Additionally, I recall learning once that if Reuven is disturbed by Shimon’s branches that extend over his property, Reuven must pay to have those branches removed.
Q: Is it, in fact, my neighbor’s responsibility to pay for the branch to be pruned?
A: Shulchan Aruch (155:26) discusses the issue of someone cutting branches from his neighbor’s tree that crosses the property line and creates a nuisance. In that case, the neighbor must remove the nuisance on his own account. However, the question in your case is whether the halacha is any different if the concern is danger rather than a mere nuisance. Shulchan Aruch (C. M. 416) discusses the case of a wall or tree that may fall into the public domain. Bais Yosef (C. M. 416) cites the Rashba, who rules that Bais Din is authorized to force people to take responsibility for their property that threatens the safety of others, even when the potential threat is to a neighbor rather than to the public. Accordingly, the Rema (ibid) rules that Bais Din can give the owner notice to remove the dangerous tree or wall.
The remaining question here is that you noticed the frailty of the tree on your own. It would seem logical that you are thus obligated to remove the potential hazard without Bais Din’s notice. However, many halachic authorities maintain that only Bais Din’s order can demand that the owner of the wall/tree take steps to prevent a potential accident, or the owner could assume that it isn’t his responsibility to remove this hazard. On the other hand, others argue that the necessity for Bais Din’s order is only if the hazard requires expert opinion (Prisha 416, Halacha l’Moshe Niskei Mammon 13/19, Toras Chaim Bava Kama 6b).
In summary, if branches from your tree are a threat to the safety of your neighbor and he approaches a Bais Din, you will have to pay to have that branch removed. Your obligation to remove the branches on your own is subject to debate, but because this question involves potential danger, it is advisable that you negotiate with your neighbor so that the hazard can be removed as quickly as possible.
Money mattersBusiness Competition #2#33
Q: I obtained access to the customer base of my competitor. Can I run a telemarketing campaign aimed directly at his clients?
A: We mentioned last week that it is usually not possible to restrain someone from opening a competing store, since each store operates independently. However, it is problematic to target another person’s client base. Since the person invested effort and resources to establish this client base and has specific expectations to maintain their business, such marketing encroaches on his rights (Tosfos Kiddushin 59a).

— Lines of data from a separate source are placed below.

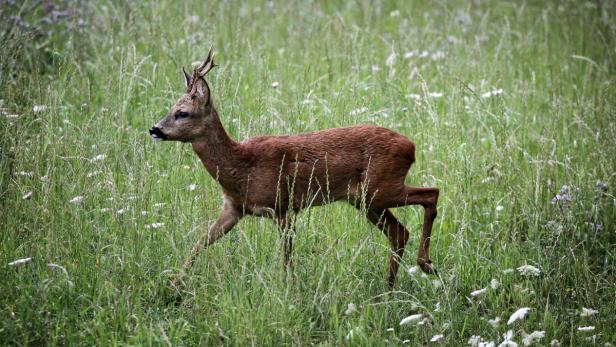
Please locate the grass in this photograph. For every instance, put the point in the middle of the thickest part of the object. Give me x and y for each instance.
(99, 268)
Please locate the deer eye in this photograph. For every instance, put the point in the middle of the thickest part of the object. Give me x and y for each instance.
(181, 115)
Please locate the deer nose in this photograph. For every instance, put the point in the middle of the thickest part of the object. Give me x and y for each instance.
(157, 134)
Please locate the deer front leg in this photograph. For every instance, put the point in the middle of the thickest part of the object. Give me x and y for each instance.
(287, 229)
(225, 222)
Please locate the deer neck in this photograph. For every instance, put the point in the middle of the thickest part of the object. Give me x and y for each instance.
(220, 155)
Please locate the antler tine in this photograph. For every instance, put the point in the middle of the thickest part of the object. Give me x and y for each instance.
(187, 77)
(206, 61)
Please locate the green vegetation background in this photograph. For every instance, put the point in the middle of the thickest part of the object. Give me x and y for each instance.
(527, 176)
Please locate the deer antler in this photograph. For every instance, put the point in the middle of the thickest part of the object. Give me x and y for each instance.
(207, 65)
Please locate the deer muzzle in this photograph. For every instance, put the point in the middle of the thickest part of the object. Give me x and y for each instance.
(157, 134)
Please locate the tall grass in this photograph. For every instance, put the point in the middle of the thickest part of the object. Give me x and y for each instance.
(83, 187)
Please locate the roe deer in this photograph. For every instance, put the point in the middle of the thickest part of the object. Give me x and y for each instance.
(276, 176)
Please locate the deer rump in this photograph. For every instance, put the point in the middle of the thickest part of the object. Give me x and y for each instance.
(358, 164)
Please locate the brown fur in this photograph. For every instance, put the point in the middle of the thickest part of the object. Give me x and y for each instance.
(275, 175)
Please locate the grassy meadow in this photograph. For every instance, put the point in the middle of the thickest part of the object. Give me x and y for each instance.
(512, 106)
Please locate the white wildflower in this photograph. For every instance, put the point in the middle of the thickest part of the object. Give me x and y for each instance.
(350, 309)
(587, 312)
(494, 284)
(474, 340)
(358, 111)
(99, 157)
(528, 339)
(494, 322)
(19, 262)
(411, 319)
(492, 93)
(438, 55)
(352, 332)
(507, 340)
(414, 96)
(517, 315)
(479, 293)
(588, 328)
(154, 225)
(391, 59)
(76, 200)
(409, 54)
(39, 108)
(436, 338)
(529, 270)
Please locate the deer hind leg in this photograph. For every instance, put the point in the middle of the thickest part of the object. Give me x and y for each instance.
(287, 231)
(428, 198)
(397, 235)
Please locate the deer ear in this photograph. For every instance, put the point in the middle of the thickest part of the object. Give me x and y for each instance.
(202, 90)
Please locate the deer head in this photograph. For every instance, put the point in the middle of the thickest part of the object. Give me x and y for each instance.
(193, 114)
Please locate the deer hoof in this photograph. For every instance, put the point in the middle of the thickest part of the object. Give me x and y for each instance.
(426, 266)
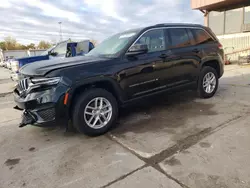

Established clients are known in halacha as “ma’arufya.” The Rama cites two opinions and practices as to whether a person can restrict others from encroaching upon his established clients and dealing with them (C.M. 156:5). This restriction applies both to non-Jewish clients and, in a more significant way, to Jewish clients.
However, if you open a competing store and advertise publicly, you can serve your competitor’s clients who come of their own accord (Chasam Sofer C.M. #175). It is also permitted for you to provide promotional incentives, discounts and bonuses, since the other store can do the same (C.M. 228:18).